Dans le récit de Stein et Penn, la présidence Biden a pris un départ fort et typiquement modéré avant d’être déraillée par déférence envers le progressisme – en particulier, la suite de politiques trouvées dans le projet de loi de réconciliation actuellement devant le Congrès. C’est une façon étrange de caractériser l’arc de la politique américaine au cours des dix derniers mois, qui ont vu le programme initial de Biden être progressivement réduit à la demande des centristes eux-mêmes. Si le Congrès discutait encore d’un ensemble de lois de 6 000 milliards de dollars ou même de 3 500 milliards de dollars, ou si une version du projet de loi sur la réconciliation avait effectivement été adoptée, les auteurs auraient peut-être un terrain plus solide sur lequel s’appuyer. Dans l’état actuel des choses, cependant, la plate-forme sur laquelle les démocrates ont initialement lancé et officiellement couru a été progressivement réduite et est maintenant encore confrontée un autre obstacle même sous sa forme radicalement compromise.
Compte tenu de cette trajectoire des événements, vous pourriez tout aussi bien tirer la conclusion opposée à celle tirée par Stein et Penn : adopter et ont depuis radicalement réduit. (Étonnamment, les auteurs ne reconnaissent même pas le données abondantes indiquant un soutien populaire important pour les éléments clés du projet de loi.)

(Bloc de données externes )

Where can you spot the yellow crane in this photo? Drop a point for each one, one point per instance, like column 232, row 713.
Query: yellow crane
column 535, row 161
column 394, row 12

Quoi qu’il en soit, leur affirmation selon laquelle Biden a de quelque manière que ce soit gouverné à partir de la gauche, sans parler de « dorloter » l’aile progressiste du Parti démocrate, sera certainement une nouvelle pour beaucoup à gauche elle-même. Depuis son entrée en fonction, l’administration a progressivement réduit la portée de ses plans de dépenses officiels et de ses ambitions politiques. L’option publique proposée par Biden, censée représenter l’alternative modérée et navigable à Medicare for All, a à peine été mentionnée. Malgré un engagement explicite d’augmenter le salaire minimum, les législateurs démocrates n’étaient pas disposés à annuler un arbitre parlementaire non élu afin d’accorder une augmentation à des millions de travailleurs. Alors que Biden a promis de régner sur le forage sur les terres fédérales, l’approbation des permis de forage a atteint des niveaux jamais vus depuis que George W. Bush était président. Bien que les principaux démocrates parlent comme si la démocratie était en péril, l’administration n’est positivement nulle part sur la question cruciale des droits de vote. Au milieu d’une recrudescence importante du militantisme syndical, Biden est introuvable.
Ce qui précède ne représente qu’une liste partielle. Quoi qu’il en soit, quelle que soit la manière dont on décide de rendre compte des récents résultats électoraux des démocrates, il est ridicule de prétendre que l’administration a passé un temps ou une énergie démesuré à se plier à la gauche. Comme c’est si souvent le cas, les experts et les consultants centristes confondent de manière assez trompeuse leurs propres préférences idéologiques avec un calcul stratégique obstiné – et, dans ce cas, font appel à une présidence progressiste imaginaire pour le faire.